Obese women were significantly more likely to report “too much pain” from mammograms when compared to the nonobese. Other studies have shown that up to 35% of all women receiving mammograms complain of pain (24.7% did so in this study), and that pain serves as a deterrent to repeating mammograms among all women.38
We could only identify one small study that evaluated the relationship of obesity to pain from mammograms, and this study did not find that obese women reported more pain with mammograms.39
The reason obese women may more frequently report pain remains uncertain. Mammogram-related pain in the Sharp et al. study39
was unrelated to breast size or reported sensitivity to pain in general. At least one study suggests that obesity may be associated with a lowered pain threshold.40
The null findings in our study about obesity and mammography may be as important as the positive ones. Other studies have hypothesized that the adverse effect of obesity on mammogram screening relates to a reduced focus on preventive healthcare among obese women, discriminatory attitudes or counseling by healthcare providers, and embarrassment.16
Consistent with the findings of Ferrante et al,34
we did not find differences among the obese and nonobese in the reporting of these factors. In our survey, obese respondents were as likely as nonobese respondents to report that their PCPs had recommended a mammogram, and they were as likely to have received various counseling components. Thus, clinician-oriented interventions likely cannot, by themselves, fully address the complexity of patient barriers to mammography completion among the obese. Patients in general and obese patients in particular may benefit from interventions to reduce pain, such as patient-controlled compression38
or, ultimately, the use of alternative technologies for breast cancer screening.

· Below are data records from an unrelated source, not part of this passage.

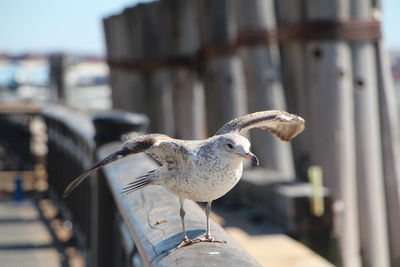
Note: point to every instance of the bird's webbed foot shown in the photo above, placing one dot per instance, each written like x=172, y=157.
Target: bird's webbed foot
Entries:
x=209, y=238
x=186, y=242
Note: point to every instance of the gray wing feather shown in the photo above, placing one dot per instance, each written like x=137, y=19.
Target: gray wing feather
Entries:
x=284, y=125
x=133, y=146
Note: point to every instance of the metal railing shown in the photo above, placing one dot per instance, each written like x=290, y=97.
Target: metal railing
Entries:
x=141, y=228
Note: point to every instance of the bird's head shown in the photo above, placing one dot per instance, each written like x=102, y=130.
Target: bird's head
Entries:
x=235, y=146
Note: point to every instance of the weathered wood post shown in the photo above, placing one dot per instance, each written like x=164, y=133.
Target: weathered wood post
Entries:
x=182, y=34
x=264, y=89
x=222, y=72
x=121, y=93
x=331, y=124
x=134, y=97
x=370, y=182
x=159, y=88
x=293, y=60
x=390, y=145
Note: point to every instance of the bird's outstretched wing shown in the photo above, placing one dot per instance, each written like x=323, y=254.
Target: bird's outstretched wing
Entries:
x=284, y=125
x=159, y=146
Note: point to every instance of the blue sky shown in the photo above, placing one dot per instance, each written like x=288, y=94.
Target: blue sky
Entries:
x=75, y=25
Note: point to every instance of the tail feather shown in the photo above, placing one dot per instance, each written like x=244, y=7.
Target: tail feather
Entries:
x=138, y=183
x=110, y=158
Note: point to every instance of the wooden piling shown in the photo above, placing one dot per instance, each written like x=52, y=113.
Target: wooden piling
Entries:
x=390, y=144
x=264, y=88
x=331, y=125
x=222, y=70
x=180, y=23
x=293, y=60
x=372, y=210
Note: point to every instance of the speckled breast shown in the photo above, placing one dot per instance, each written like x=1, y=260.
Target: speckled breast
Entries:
x=205, y=184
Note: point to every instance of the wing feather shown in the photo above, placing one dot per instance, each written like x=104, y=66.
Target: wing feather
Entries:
x=284, y=125
x=153, y=143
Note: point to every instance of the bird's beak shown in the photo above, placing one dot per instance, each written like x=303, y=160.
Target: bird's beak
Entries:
x=253, y=158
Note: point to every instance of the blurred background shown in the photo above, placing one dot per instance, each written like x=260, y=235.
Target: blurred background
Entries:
x=78, y=74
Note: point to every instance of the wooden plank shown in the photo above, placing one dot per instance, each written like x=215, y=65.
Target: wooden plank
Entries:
x=152, y=216
x=371, y=199
x=223, y=74
x=331, y=125
x=278, y=250
x=264, y=88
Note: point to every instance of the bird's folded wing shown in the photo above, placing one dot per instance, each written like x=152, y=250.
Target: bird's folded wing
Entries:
x=284, y=125
x=153, y=143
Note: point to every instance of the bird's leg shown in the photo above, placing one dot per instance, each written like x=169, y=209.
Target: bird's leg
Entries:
x=186, y=241
x=208, y=210
x=208, y=237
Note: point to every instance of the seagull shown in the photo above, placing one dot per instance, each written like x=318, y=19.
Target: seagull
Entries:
x=200, y=170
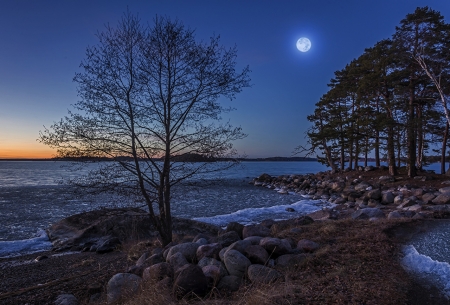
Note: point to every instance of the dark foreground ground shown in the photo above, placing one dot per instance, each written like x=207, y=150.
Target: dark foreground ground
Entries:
x=357, y=263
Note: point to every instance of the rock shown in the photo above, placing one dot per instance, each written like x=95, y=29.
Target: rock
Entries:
x=190, y=279
x=444, y=190
x=110, y=244
x=387, y=198
x=142, y=259
x=189, y=251
x=275, y=246
x=268, y=223
x=40, y=258
x=290, y=260
x=442, y=199
x=158, y=272
x=255, y=230
x=362, y=186
x=122, y=286
x=177, y=260
x=154, y=259
x=201, y=241
x=228, y=238
x=259, y=274
x=236, y=227
x=398, y=199
x=428, y=197
x=66, y=299
x=240, y=245
x=256, y=254
x=236, y=263
x=307, y=245
x=138, y=270
x=209, y=250
x=368, y=213
x=407, y=202
x=207, y=261
x=229, y=283
x=254, y=240
x=212, y=274
x=374, y=194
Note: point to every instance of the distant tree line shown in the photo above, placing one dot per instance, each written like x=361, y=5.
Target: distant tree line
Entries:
x=389, y=103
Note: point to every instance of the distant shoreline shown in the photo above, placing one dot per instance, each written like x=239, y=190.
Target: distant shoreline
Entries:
x=294, y=159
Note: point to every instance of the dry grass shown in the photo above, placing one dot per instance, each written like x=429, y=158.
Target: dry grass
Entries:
x=357, y=263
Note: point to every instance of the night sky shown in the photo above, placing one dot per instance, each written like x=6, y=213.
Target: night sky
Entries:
x=43, y=42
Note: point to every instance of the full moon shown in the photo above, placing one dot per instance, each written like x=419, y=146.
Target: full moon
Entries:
x=303, y=44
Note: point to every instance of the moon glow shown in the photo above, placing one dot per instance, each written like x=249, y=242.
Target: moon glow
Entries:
x=303, y=44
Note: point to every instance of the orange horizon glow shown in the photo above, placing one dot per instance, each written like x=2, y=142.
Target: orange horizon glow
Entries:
x=36, y=151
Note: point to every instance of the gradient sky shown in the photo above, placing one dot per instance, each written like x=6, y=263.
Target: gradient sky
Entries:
x=43, y=42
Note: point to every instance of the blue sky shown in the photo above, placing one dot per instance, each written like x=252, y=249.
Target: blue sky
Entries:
x=43, y=42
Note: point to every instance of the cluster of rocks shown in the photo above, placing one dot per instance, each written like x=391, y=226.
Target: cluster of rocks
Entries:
x=240, y=254
x=360, y=198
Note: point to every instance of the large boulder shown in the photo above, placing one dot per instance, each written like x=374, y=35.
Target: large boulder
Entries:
x=368, y=213
x=66, y=299
x=158, y=272
x=229, y=283
x=442, y=199
x=307, y=245
x=188, y=250
x=208, y=261
x=236, y=227
x=228, y=238
x=209, y=250
x=236, y=263
x=240, y=245
x=255, y=230
x=122, y=286
x=190, y=279
x=256, y=254
x=275, y=246
x=259, y=274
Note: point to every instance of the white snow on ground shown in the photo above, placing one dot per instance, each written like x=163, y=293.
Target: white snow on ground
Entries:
x=20, y=247
x=423, y=265
x=255, y=215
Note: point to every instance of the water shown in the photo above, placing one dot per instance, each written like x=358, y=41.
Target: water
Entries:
x=31, y=199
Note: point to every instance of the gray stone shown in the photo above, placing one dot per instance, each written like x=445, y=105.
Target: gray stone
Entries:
x=259, y=274
x=157, y=272
x=257, y=254
x=307, y=245
x=122, y=286
x=228, y=238
x=255, y=230
x=66, y=299
x=229, y=283
x=236, y=263
x=275, y=246
x=240, y=245
x=442, y=199
x=188, y=250
x=254, y=240
x=387, y=198
x=190, y=280
x=209, y=250
x=428, y=197
x=177, y=260
x=368, y=213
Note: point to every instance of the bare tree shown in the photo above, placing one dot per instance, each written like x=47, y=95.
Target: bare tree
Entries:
x=149, y=101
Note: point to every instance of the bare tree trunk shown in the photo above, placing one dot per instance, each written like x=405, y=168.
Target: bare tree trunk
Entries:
x=444, y=148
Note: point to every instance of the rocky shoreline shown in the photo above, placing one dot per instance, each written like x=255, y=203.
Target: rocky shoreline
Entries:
x=368, y=193
x=303, y=256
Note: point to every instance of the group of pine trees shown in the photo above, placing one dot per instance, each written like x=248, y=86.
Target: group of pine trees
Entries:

This study has several limitations. It was conducted at a single HMO, so the findings may not be generalizable to other populations. Because members of the HMO where the study was conducted closely resemble the general community, however, our findings are likely to be relevant to larger populations. In the cohort analyses, individual race data were not complete, and missing race data and all family income data were from neighborhood estimates (geocoded). These data may not be as accurate as those derived from self-report. The phase 2 (survey group) results need to be interpreted with caution. This group was not selected to be a representative sample of the population; rather, they were selected in a manner to oversample those with barriers in order to further elucidate them. Thus, the specific frequency of barriers found in this subgroup would not likely be the same as that found in the general population. Conclusions comparing those with and without barriers (e.g., pain in the obese vs. nonobese) should be generalizable, however. We did not have the power in phase 2 to examine patient-reported barriers among income and membership subgroups. Also, we could not assess obesity subgroups by race in either phase of the study because of limited sample size. Finally, only 50% of patients responded to the survey, which could lead to response bias.